Lake George, nicknamed the Queen of American Lakes, is a long, narrow oligotrophic lake located at the southeast base of the Adirondack Mountains, in the northeastern portion of the U.S. state of New York. It lies within the upper region of the Great Appalachian Valley and drains all the way northward into Lake Champlain and the St. Lawrence River drainage basin. The lake is situated along the historical natural (Amerindian) path between the valleys of the Hudson and St. Lawrence Rivers, and so lies on the direct land route between Albany, New York and Montreal, Quebec, Canada. The lake extends about 32.2 mi (51.8 km) on a north-south axis, is quite deep, and varies from one to three miles (1.6 to 4.8 km) in width, presenting a significant barrier to east-west travel. Although the year-round population of the Lake George region is relatively small, the summertime population can swell to over 50,000 residents, many in the village of Lake George region at the southern end of the lake.
Lake George is located in the eastsouthern Adirondack State Park and is part of the St. Lawrence watershed. Notable landforms include Anthony’s Nose, Deer’s Leap, Diver’s Rock (a 15-foot [4.6 m] jump into the lake), and Double-Diver’s (a 30-foot [9.1 m] jump), the Indian Kettles, and Roger’s Rock.
Some of the surrounding mountains include Black Mountain, Elephant Mountain, Pilot Knob, Prospect Mountain, Shelving Rock, Sleeping Beauty Mountain, Sugarloaf Mountain, and the Tongue Mountain Range. Some of the lake’s more famous bays are Basin Bay, Kattskill Bay, Northwest Bay, Oneida Bay, and Silver Bay.
The lake is distinguished by “The Narrows”, an island-filled narrow section (approximately five miles [8 km] long) that is bordered on the west by the Tongue Mountain Range and the east by Black Mountain. In all, Lake George is home to over 170 islands, 148 of them state-owned. They range from the car-sized Skipper’s Jib to the larger Vicar’s and Long Islands. Camping permits are attainable for the larger portion of islands.
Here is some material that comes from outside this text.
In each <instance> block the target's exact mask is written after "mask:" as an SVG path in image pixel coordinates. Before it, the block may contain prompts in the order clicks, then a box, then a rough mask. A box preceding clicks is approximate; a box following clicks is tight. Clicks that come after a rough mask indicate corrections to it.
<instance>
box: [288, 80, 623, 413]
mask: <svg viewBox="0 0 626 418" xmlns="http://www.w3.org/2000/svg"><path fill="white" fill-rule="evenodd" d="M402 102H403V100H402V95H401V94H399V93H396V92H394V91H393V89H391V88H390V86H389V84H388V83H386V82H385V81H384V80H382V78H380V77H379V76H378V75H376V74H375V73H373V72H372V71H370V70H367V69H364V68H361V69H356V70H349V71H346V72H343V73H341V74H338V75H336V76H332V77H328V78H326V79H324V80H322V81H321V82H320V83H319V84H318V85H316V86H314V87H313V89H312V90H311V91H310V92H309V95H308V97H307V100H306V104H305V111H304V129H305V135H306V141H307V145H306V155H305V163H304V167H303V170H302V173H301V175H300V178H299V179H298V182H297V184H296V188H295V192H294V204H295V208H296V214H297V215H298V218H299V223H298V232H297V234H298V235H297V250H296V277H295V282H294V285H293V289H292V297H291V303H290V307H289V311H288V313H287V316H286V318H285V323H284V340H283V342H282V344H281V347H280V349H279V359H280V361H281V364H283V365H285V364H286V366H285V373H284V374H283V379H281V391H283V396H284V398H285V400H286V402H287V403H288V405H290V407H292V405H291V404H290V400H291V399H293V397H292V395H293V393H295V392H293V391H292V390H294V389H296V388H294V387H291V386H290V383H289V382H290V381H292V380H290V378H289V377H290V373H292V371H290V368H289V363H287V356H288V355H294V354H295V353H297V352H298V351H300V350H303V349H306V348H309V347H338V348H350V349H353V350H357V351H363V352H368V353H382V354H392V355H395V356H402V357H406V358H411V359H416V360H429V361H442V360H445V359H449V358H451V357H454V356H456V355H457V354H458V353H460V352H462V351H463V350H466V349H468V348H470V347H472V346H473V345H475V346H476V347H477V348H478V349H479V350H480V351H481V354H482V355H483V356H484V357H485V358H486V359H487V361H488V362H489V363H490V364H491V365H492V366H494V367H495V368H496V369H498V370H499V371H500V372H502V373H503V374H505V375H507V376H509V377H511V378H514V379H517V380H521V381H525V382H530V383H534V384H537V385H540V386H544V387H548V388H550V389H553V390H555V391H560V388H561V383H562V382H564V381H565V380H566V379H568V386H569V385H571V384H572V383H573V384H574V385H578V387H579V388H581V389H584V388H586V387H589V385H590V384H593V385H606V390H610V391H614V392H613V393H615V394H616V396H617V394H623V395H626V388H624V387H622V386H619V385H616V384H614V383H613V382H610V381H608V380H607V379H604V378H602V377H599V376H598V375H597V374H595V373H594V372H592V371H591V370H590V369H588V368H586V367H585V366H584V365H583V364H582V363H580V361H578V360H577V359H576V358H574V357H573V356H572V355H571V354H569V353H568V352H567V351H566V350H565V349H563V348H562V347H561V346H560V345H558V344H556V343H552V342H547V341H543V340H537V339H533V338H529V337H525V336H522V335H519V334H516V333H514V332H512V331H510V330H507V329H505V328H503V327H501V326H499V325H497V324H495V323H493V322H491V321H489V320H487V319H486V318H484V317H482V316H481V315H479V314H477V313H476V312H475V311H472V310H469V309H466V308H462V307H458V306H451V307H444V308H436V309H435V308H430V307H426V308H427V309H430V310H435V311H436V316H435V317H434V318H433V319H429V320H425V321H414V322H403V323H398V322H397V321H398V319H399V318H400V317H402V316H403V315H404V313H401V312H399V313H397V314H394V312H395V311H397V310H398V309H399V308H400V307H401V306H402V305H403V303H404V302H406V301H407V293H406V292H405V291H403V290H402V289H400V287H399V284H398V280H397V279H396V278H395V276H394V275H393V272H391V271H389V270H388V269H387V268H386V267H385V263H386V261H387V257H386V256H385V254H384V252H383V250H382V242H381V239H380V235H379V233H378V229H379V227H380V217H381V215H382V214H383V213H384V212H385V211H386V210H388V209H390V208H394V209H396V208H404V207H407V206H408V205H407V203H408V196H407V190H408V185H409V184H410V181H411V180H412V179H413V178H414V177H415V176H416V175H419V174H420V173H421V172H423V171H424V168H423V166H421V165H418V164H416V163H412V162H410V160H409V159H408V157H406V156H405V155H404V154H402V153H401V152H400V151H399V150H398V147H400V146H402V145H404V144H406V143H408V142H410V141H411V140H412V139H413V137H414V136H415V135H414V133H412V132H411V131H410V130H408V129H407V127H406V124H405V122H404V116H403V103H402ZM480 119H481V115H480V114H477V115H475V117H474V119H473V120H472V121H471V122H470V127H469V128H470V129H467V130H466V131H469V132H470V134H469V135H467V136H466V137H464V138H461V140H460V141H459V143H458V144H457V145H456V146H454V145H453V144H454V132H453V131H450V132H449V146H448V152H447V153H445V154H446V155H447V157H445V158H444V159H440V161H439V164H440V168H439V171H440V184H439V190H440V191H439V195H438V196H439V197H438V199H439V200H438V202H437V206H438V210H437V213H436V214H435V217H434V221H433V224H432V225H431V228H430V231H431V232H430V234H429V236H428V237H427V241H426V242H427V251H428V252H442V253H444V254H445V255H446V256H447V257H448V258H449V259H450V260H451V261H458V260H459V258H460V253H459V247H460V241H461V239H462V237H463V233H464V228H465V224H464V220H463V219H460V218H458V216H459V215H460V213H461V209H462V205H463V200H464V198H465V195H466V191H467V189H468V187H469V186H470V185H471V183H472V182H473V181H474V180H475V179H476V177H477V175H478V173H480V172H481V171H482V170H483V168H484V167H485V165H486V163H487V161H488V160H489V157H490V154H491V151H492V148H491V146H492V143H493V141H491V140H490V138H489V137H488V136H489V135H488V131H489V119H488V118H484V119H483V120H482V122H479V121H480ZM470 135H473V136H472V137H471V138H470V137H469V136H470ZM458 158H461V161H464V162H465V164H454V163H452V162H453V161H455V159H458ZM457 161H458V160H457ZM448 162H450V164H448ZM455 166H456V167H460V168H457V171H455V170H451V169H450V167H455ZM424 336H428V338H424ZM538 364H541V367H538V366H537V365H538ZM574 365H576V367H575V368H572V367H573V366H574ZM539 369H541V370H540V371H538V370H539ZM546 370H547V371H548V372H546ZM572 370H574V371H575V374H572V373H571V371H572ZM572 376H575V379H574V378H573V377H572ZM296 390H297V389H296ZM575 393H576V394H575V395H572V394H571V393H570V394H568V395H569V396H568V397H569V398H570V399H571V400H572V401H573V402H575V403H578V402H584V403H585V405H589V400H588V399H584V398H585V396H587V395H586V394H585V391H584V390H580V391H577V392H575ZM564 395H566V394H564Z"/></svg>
The lake’s deepest point is 196 feet (60 m), between Dome Island and Buck Mountain in the southern quarter of the lake. The northern end of the lake that is located near Ticonderoga is considered the southern end of the Champlain Valley, which includes Lake Champlain, as well as the cities Plattsburgh, New York and Burlington, Vermont.
The Jefferson Project, a collaboration that began in 2014 between IBM, Rensselaer Polytechnic Institute, and the Fund for Lake George, is collecting data from the lake using depth sensors that can monitor currents, pH, salinity, and other data, leading the lake to be called, “[t]he smartest lake in the world.”